Malaysia–Syria relations
- Malaysia: Syria

= Malaysia–Syria relations =

Malaysia–Syria relations are foreign relations between Malaysia and Syria. Syria has an embassy in Kuala Lumpur whilst Malaysia's embassy in Damascus was closed since August 2012, due to the Syrian Civil War. Malaysia has an honorary consulate in Damascus.

== History ==
The Federation of Malaya and Syria established diplomatic relations in 1958. Syria established their embassy at Kuala Lumpur in 2001, while the Malaysian embassy in Damascus was established in 2002. President Bashar al-Assad visited Malaysia in 2003, with the Yang di-Pertuan Agong Tuanku Syed Sirajuddin visiting Syria in the same year.
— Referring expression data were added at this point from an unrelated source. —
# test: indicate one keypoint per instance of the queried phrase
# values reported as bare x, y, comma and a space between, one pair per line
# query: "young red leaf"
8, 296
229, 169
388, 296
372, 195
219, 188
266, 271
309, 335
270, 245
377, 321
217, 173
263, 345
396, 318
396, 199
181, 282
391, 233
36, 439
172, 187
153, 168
In 2005, Syria's relations with the west weakened after it suffered a series of economic and political sanctions, such as the US recalling their ambassador from Damascus. This saw Syria respond with an increased focus on developing ties both with their existing allies Iran and Russia, and with eastern nations, especially China, India and Malaysia.

As a fellow nation where most of the population is Muslim, Malaysia has been a particular beneficiary of these efforts. Some Syrian elites have begun sending their children to learn English in Malaysia, rather than traditional destinations in the west. While relations between Syria and the West partially improved from about 2006, and especially after President Obama took office in 2009, Syria has continued to further develop ties with Malaysia. Efforts to increase trade between the two countries included a 2007 visit to Syria by Malaysian Prime Minister Abdullah Badawi, and the signing of several agreements in 2009 relating to air travel and the SME sector. The Syrian-Malaysian Business Council was established in February 2011 to help further develop trade between the two countries, just one month before the Syrian Civil War started.

== The Syrian Embassy in Kuala Lumpur ==
The Syrian Embassy in Kuala Lumpur, Malaysia is the official diplomatic mission to represent the Syrian Arab Republic in Malaysia, and it provides the consular services to all Syrian citizens who are in Thailand - Singapore - the Philippines - Taiwan and Brunei, and it is one of the 64 diplomatic missions of the Syrian Arab Republic around the world.

== Syrian refugees in Malaysia ==

In October 2015, Malaysian Prime Minister Najib Razak announced that at least 3,000 Syrian refugees would be resettled in the country, with Malaysia become one of the first Muslim-majority country to make this offer. Najib stated that Muslim countries were partly responsible for ensuring the well-being of the marginalised Syrians fleeing their country in massive numbers, causing social and economic stresses in Europe, during the migrant crisis. The first batch of refugees arrived at Kuala Lumpur International Airport on 11 December 2015 on a flight arriving from Istanbul, Turkey. The second batch of 68 Syrian refugees arrived at the Subang Air Force Base (outside of Kuala Lumpur) from Beirut, Lebanon in May 2016.